Wie der Oberturner von Ossingen im Seetal neue Wurzeln schlug 

Seon Marcel Hablützel feiert sein 30-Jahr-Dienstjubiläum als Leiter des Forstbetriebs Region Seon. 1992 kam er wegen einer Autopanne zu spät zum Vorstellungsgespräch, überzeugte aber und hat inzwischen selbst hier Wurzeln geschlagen.

Prägt seit 30 Jahren die Wälder rund um Seon: Marcel Hablützel, Revierförster und Betriebsleiter des Forstbetriebs Region Seon. Foto: Fritz Thut
Prägt seit 30 Jahren die Wälder rund um Seon: Marcel Hablützel, Revierförster und Betriebsleiter des Forstbetriebs Region Seon. Foto: Fritz Thut

Der junge Förster Marcel Hablützel, damals noch Oberturner im Turnverein der Gemeinde Ossingen im Zürcher Weinland, verstand es als Wink des Schicksals, als in der Fachpresse das Inserat für die Stelle in Seon gar noch ein drittes Mal erschienen war – wegen eines Fehlers der Administration, wie sich später herausstellte.

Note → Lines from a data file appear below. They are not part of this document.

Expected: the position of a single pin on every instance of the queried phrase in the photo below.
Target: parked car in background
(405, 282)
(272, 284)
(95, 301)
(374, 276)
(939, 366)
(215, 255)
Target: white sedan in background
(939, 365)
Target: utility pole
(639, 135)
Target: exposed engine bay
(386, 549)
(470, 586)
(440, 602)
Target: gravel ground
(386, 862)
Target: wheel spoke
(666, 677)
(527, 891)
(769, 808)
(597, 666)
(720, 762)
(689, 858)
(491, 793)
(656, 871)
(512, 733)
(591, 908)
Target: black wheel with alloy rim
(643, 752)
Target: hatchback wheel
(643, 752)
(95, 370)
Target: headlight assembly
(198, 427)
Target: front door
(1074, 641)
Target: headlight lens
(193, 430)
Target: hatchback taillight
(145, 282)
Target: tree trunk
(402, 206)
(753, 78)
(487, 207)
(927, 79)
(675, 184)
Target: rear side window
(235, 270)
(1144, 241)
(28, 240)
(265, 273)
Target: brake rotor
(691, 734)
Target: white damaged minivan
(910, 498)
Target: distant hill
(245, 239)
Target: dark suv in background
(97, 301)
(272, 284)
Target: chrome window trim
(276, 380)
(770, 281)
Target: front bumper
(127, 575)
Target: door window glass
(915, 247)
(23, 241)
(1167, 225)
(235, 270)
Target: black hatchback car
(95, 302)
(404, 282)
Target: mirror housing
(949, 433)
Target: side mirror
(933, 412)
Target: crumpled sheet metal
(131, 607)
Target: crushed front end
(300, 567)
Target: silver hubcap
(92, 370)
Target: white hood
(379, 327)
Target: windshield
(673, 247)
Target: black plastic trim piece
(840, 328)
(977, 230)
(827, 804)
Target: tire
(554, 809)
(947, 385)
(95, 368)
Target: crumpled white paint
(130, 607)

Er bewarb sich 1992 und machte sich mit dem Auto auf den Weg ins Seetal. Eine Panne beim Würenloser «Fressbalken» führte dazu, dass er zu spät zum Bewerbungsgespräch und zur Revierbesichtigung eintraf. Doch in Seon – der Vater des aktuellen Gemeindeammanns war damals Förster – hatte man Geduld, wartete, prüfte und stellte den jungen Mann aus der Ostschweiz schliesslich ein.

Keine schnelle Rückkehr

«Die Gegend hier kannte ich vom Militär her.» So war das Seetal für Hablützel kein absolutes Neuland. Er dachte ursprünglich daran, nach ein paar Jahren zurück in die ursprüngliche Heimat zurückzukehren. Doch daraus wurde nichts. Er schlug im Aargau Wurzeln und sowohl er als auch seine Familie wie auch die Gemeindebehörden sind froh darum, wie an einem kleinen Empfang zur Feier des 30-Jahr-Dienstjubiläums deutlich zu spüren war. «Ich fühle mich sehr wohl hier», so der Jubilar.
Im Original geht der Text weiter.